Menu

Earth Institute Research Projects

Exploring the absolute pressure gauge data from the Cascadia Initiative OBS deployment for transient changes in seafloor elevation

Lead PI: Dr. Spahr C. Webb

Unit Affiliation: Seismology, Geology & Tectonophysics, Lamont-Doherty Earth Observatory (LDEO)

April 2015 - March 2017
Inactive
North America ; Juan de Fuca Plate ; Cascadia
Project Type: Research

DESCRIPTION: Part 1: The proposed work will study the use of pressure gauges for geodetic observations to monitor vertical deformation in the offshore regions of the Cascadia subduction zone. The work could contribute to our understanding of slow-slip seismic events and their potential for the generation of large tsunamis.

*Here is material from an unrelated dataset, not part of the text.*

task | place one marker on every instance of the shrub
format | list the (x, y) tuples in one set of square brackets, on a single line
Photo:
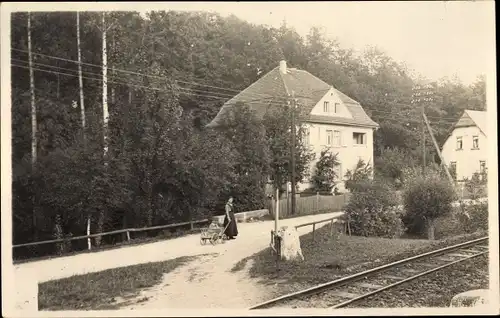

The project will use the Cascadia Initiative?s absolute pressure gauges (APG) data set to develop methods for removing oceanographic noise from the observations to determine what types and time scales can be detected using pressure gauges. Additionally, the project will search for possible vertical deformation that may have occurred during the Cascadia Initiative deployment. The APG records have the potential to detect slow slip events in the accretionary prism, which could change or enhance the understanding of the displacement behavior of these faults and of deformation in the overlying accretionary prism. The results could be applicable to the future data acquired in Cascadia region and elsewhere. Part 2: Funds are provided to study the large Cascadia Initiative (CI) absolute pressure gauge (APG) data set that will allow the use of pressure gauges for geodetic observations to monitor deformation in the offshore regions of the Cascadia subduction zone. The utility of APG data for geodetic observations is limited by high noise levels from oceanographic signals and by the inherent drift in the sensors. The proposed research will use this large data set first to develop methods of removing oceanographic noise from these observations so as to determine what types and time scales of vertical deformation can be detected using pressure gauges. The second component of the research will be to search for possible vertical deformation that may have occurred during the CI deployment. The discovery of seismic slow slip events or similar events beneath the seafloor will likely change or enhance our understanding of the displacement behavior of these faults and of deformation in the overlying accretionary prism. This results will be applicable not only to the data acquired in Cascadia, but also to observations from future ocean bottom seismometer deployments with that are equipped with APGs, which also includes a GeoPRISMS focus site, the Hikurangi (New Zealand) subduction margin.